The precision of hippocampal representations predicts incremental value-learning across the adult lifespan.

Correctly assigning value to different options and leveraging this information to guide choice is a cornerstone of adaptive decision-making. Reinforcement learning (RL) has provided a computational framework to study this process, and neural signals linked to RL have been identified in the striatum and medial prefrontal cortex. More recently, hippocampal contributions to this kind of value-learning have been proposed, at least under some conditions. Here, we test whether the hippocampus provides a signal of the option's identity that aids in credit assignment when learning about several perceptually similar items, and evaluate how this process differs across the lifespan. A sample of 251 younger and older adults, including a subset (n = 76) with simultaneous fMRI, completed an RL task in which they learned the value of four houses through trial-and-error.
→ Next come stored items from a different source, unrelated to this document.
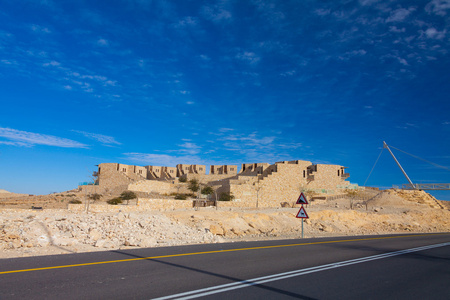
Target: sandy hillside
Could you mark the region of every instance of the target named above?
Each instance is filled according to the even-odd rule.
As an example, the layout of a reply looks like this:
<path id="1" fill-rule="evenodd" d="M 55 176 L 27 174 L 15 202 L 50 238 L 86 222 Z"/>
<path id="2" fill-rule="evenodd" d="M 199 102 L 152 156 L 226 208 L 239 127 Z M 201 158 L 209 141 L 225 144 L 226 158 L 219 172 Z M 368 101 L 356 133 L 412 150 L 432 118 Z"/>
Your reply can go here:
<path id="1" fill-rule="evenodd" d="M 388 190 L 367 203 L 354 200 L 353 209 L 350 204 L 348 199 L 309 204 L 305 237 L 450 231 L 450 211 L 425 192 Z M 86 213 L 0 208 L 0 258 L 299 238 L 298 209 Z"/>

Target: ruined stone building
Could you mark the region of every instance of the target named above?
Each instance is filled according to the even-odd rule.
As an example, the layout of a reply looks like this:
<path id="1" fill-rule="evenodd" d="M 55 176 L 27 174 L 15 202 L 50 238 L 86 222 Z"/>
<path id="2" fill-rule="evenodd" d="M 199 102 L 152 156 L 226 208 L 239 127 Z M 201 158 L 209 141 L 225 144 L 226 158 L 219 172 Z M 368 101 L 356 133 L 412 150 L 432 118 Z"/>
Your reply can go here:
<path id="1" fill-rule="evenodd" d="M 99 192 L 131 190 L 168 195 L 189 192 L 180 178 L 197 179 L 213 187 L 217 195 L 232 193 L 233 201 L 241 206 L 254 206 L 257 201 L 260 207 L 274 207 L 276 203 L 295 201 L 301 191 L 337 192 L 348 188 L 349 174 L 345 169 L 339 165 L 294 160 L 242 164 L 239 173 L 236 165 L 212 165 L 206 174 L 204 165 L 141 167 L 102 163 L 98 166 L 97 183 Z"/>

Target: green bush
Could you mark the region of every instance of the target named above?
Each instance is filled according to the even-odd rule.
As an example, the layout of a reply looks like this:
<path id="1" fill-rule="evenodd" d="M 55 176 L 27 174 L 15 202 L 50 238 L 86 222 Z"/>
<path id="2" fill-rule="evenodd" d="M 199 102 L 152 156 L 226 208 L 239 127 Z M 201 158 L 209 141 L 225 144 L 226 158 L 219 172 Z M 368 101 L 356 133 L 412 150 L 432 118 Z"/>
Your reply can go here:
<path id="1" fill-rule="evenodd" d="M 231 193 L 221 193 L 219 196 L 219 201 L 232 201 L 234 199 L 234 195 Z"/>
<path id="2" fill-rule="evenodd" d="M 212 195 L 214 194 L 214 189 L 210 186 L 205 186 L 200 193 L 202 193 L 202 195 Z"/>
<path id="3" fill-rule="evenodd" d="M 122 203 L 122 199 L 120 197 L 112 198 L 112 199 L 106 201 L 106 203 L 111 204 L 111 205 L 117 205 L 117 204 Z"/>
<path id="4" fill-rule="evenodd" d="M 120 194 L 120 199 L 126 200 L 127 205 L 130 203 L 130 200 L 136 199 L 137 195 L 132 191 L 124 191 L 122 194 Z"/>
<path id="5" fill-rule="evenodd" d="M 94 201 L 100 200 L 101 197 L 102 197 L 102 195 L 97 194 L 97 193 L 89 195 L 89 199 L 94 200 Z"/>
<path id="6" fill-rule="evenodd" d="M 179 182 L 187 182 L 187 178 L 185 176 L 178 178 Z"/>
<path id="7" fill-rule="evenodd" d="M 122 192 L 122 194 L 120 194 L 120 198 L 122 200 L 131 200 L 131 199 L 136 199 L 137 196 L 132 191 L 124 191 L 124 192 Z"/>
<path id="8" fill-rule="evenodd" d="M 197 179 L 189 180 L 188 189 L 190 189 L 193 193 L 198 192 L 198 190 L 200 189 L 198 180 Z"/>
<path id="9" fill-rule="evenodd" d="M 81 204 L 82 202 L 78 199 L 72 199 L 69 201 L 70 204 Z"/>
<path id="10" fill-rule="evenodd" d="M 176 194 L 175 195 L 175 200 L 186 200 L 187 197 L 188 196 L 186 194 Z"/>

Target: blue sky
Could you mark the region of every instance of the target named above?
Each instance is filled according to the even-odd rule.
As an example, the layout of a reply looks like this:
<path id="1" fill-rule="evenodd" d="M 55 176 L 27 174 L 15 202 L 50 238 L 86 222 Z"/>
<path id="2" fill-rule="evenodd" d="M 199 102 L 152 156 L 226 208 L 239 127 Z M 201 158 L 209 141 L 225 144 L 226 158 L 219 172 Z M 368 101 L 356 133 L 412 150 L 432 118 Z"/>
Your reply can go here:
<path id="1" fill-rule="evenodd" d="M 293 159 L 363 185 L 383 140 L 450 182 L 449 46 L 448 0 L 2 1 L 0 189 Z M 402 183 L 384 151 L 367 185 Z"/>

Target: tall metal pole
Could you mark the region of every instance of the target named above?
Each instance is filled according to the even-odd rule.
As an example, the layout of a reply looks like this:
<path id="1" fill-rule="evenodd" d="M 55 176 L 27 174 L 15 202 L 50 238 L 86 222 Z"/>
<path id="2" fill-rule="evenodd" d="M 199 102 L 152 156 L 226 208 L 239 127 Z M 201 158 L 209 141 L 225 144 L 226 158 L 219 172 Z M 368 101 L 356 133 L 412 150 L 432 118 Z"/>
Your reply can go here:
<path id="1" fill-rule="evenodd" d="M 416 186 L 414 185 L 414 183 L 412 183 L 411 179 L 409 179 L 408 175 L 406 174 L 405 170 L 403 170 L 402 166 L 400 165 L 400 163 L 398 162 L 397 158 L 395 158 L 394 153 L 392 153 L 391 149 L 389 148 L 389 146 L 386 144 L 385 141 L 383 141 L 383 147 L 385 149 L 388 149 L 389 153 L 391 153 L 392 157 L 394 158 L 395 162 L 397 163 L 398 167 L 400 168 L 400 170 L 402 170 L 403 175 L 405 175 L 406 179 L 408 179 L 409 183 L 411 184 L 413 189 L 416 189 Z"/>

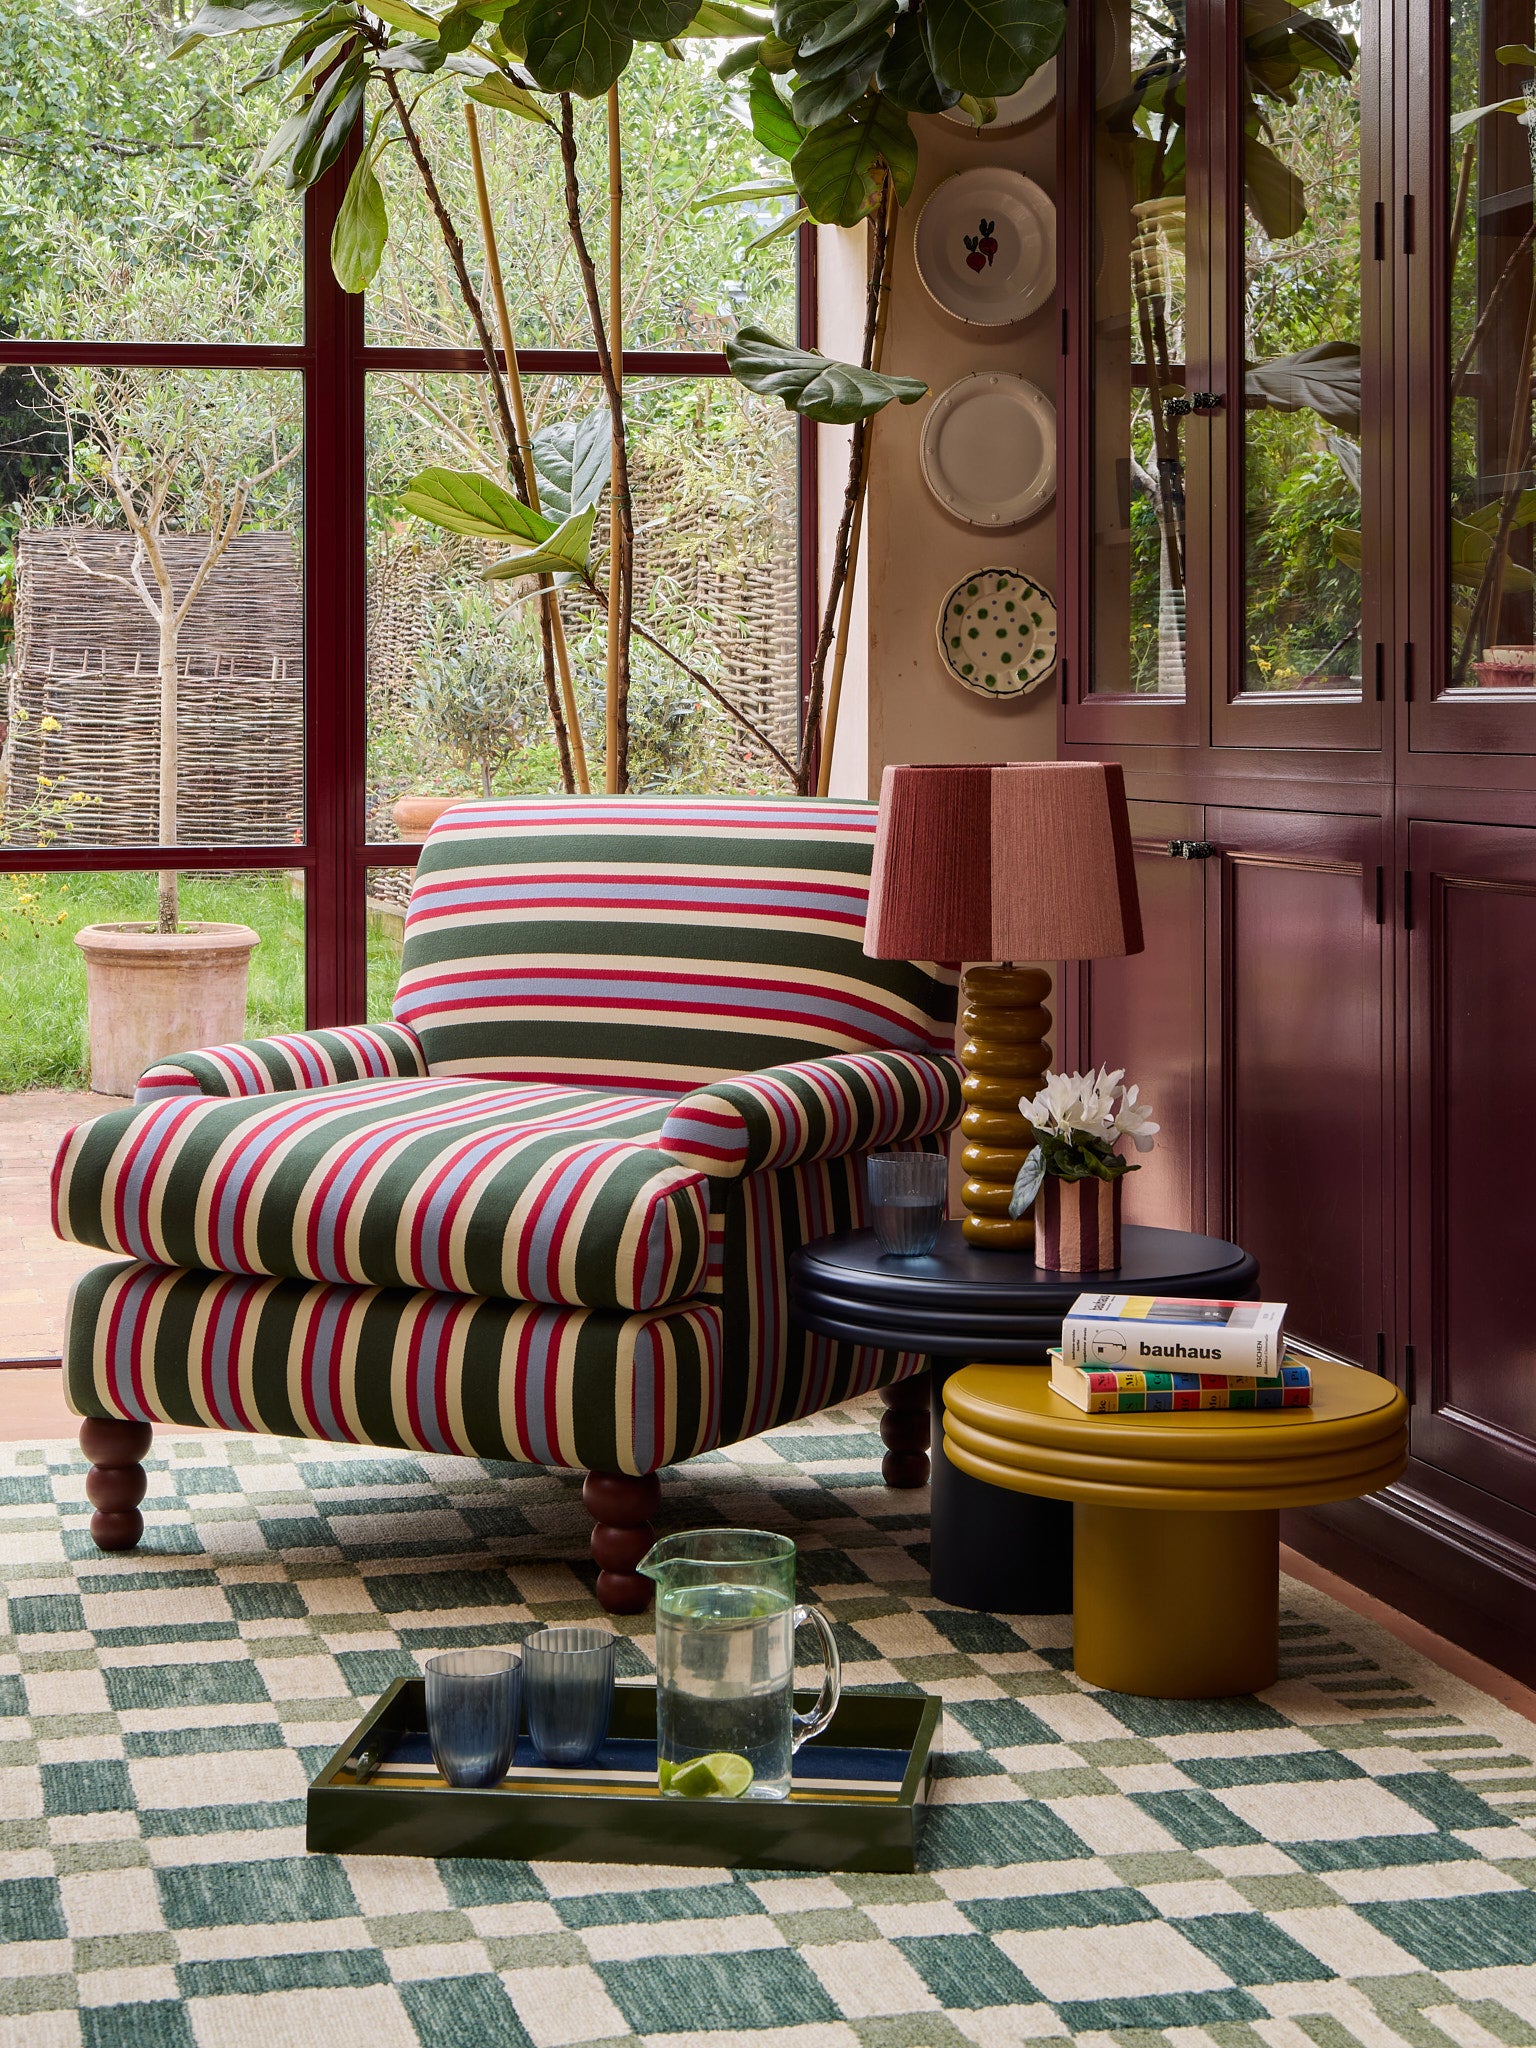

Older adults showed decreased choice accuracy, accompanied by reduced neural signaling of value at choice but not feedback. Using representational similarity analysis, we found that the precision with which choice options were represented in the posterior hippocampus during choice predicted accurate decisions across age groups. Interestingly, despite previous evidence for neural de-differentiation in older adults, we found no support for a "blurring" of these stimulus representations in older adults. Rather, we observed reduced connectivity between the posterior hippocampus and the medial PFC in older adults, and this connectivity correlated with choice consistency. Taken together, these findings identify a hippocampal contribution to incremental value learning, and that reductions in incremental value learning in older adults are associated with the reduced transfer of information between the hippocampus and mPFC, rather than the precision of the information in the hippocampus itself.